Brits will see price of average bottle of wine rise by 32c due to Brexit
Published 19/10/2016 | 07:40
The price of a bottle of wine from the EU could go up by an average of 29p (32c) as a result of Brexit, drinkers have been warned.
The post-Brexit fall in the value of Sterling is having a "serious and immediate impact" on importers, and could see bottles from outside the EU also increase by an average 22p, according to the Wine and Spirit Trade Association.
WSTA said 99pc of the 1.8 billion bottles of wine drunk in the UK are imported, meaning that any added tariffs will have a "punishing" effect.

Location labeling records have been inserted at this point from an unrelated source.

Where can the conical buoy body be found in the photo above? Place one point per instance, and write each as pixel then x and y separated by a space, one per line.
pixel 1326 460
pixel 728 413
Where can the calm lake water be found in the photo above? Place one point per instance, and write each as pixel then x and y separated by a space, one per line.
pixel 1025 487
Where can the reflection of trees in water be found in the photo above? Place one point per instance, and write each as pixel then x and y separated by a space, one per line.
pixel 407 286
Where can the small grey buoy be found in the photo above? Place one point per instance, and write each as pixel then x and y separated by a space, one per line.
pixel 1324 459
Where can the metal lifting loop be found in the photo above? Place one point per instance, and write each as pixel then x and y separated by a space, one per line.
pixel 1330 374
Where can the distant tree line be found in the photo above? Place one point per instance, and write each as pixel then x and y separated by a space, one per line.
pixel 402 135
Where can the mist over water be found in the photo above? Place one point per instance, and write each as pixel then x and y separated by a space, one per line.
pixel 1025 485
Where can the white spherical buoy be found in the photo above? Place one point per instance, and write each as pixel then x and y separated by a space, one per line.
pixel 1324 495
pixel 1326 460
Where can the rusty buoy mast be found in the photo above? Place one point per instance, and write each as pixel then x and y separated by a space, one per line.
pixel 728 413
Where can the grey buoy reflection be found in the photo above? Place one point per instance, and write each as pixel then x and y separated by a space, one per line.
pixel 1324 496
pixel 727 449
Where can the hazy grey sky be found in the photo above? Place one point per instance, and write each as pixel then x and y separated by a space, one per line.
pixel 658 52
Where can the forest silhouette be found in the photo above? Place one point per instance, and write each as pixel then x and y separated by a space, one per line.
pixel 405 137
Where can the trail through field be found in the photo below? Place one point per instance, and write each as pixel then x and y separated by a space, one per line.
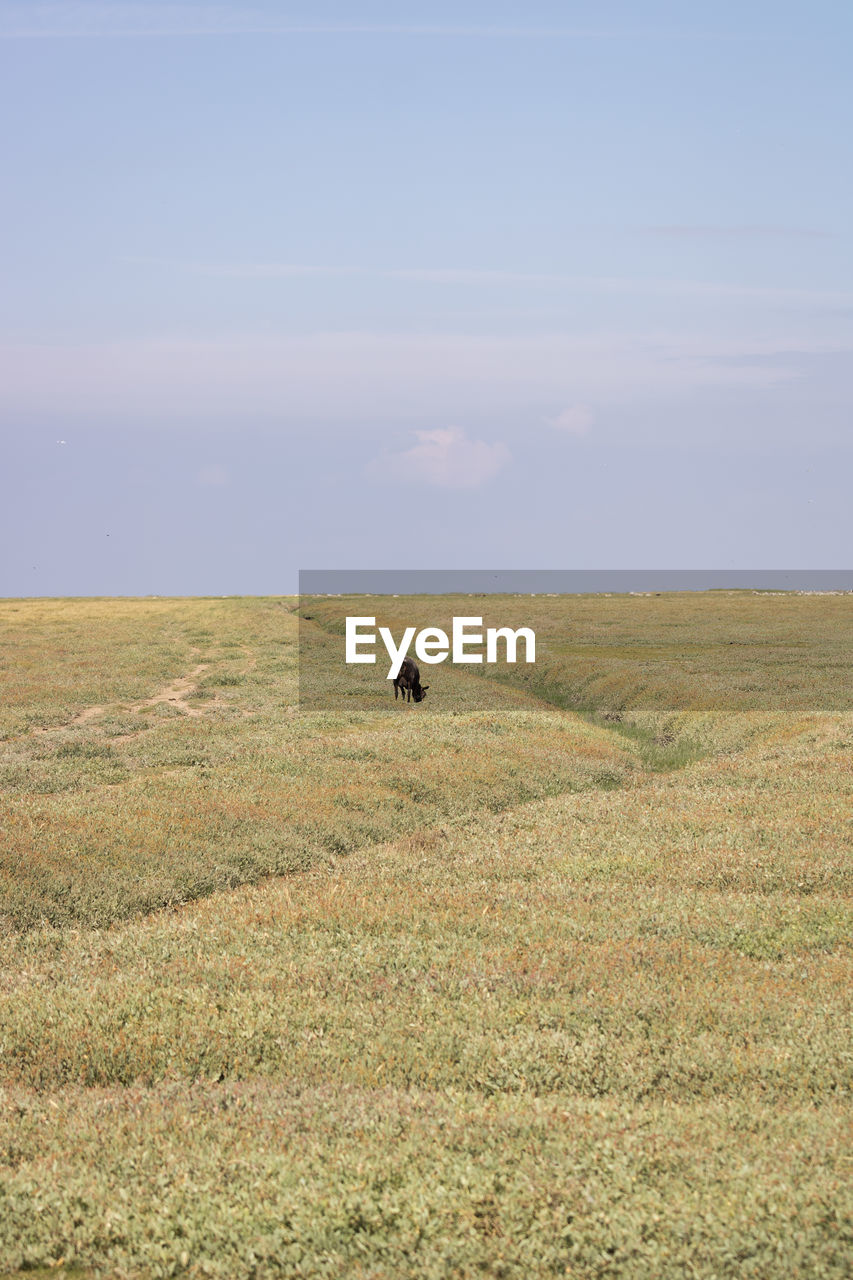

The wine club Naked Wines has already warned its members that it will be increasing the prices on half of its wines by around 5pc next month, explaining that the pound had "steadily plummeted and duty has gone up (again), meaning the cost of wine has crept up".
WSTA said the cost of importing EU wine could go up by £225m a year as a result of the drop in Sterling's value since June 23 and the cost of importing wine from outside the EU could go up by £188m a year.
WSTA chief executive Miles Beale said: "We should be under no illusions that wine prices are likely to increase, which in the current climate could lead to a bottle of wine going up by 29p.
"This is of grave concern to the wine industry and it is vital that Government come out in support of the trade which generates £17.3 billion in economic activity.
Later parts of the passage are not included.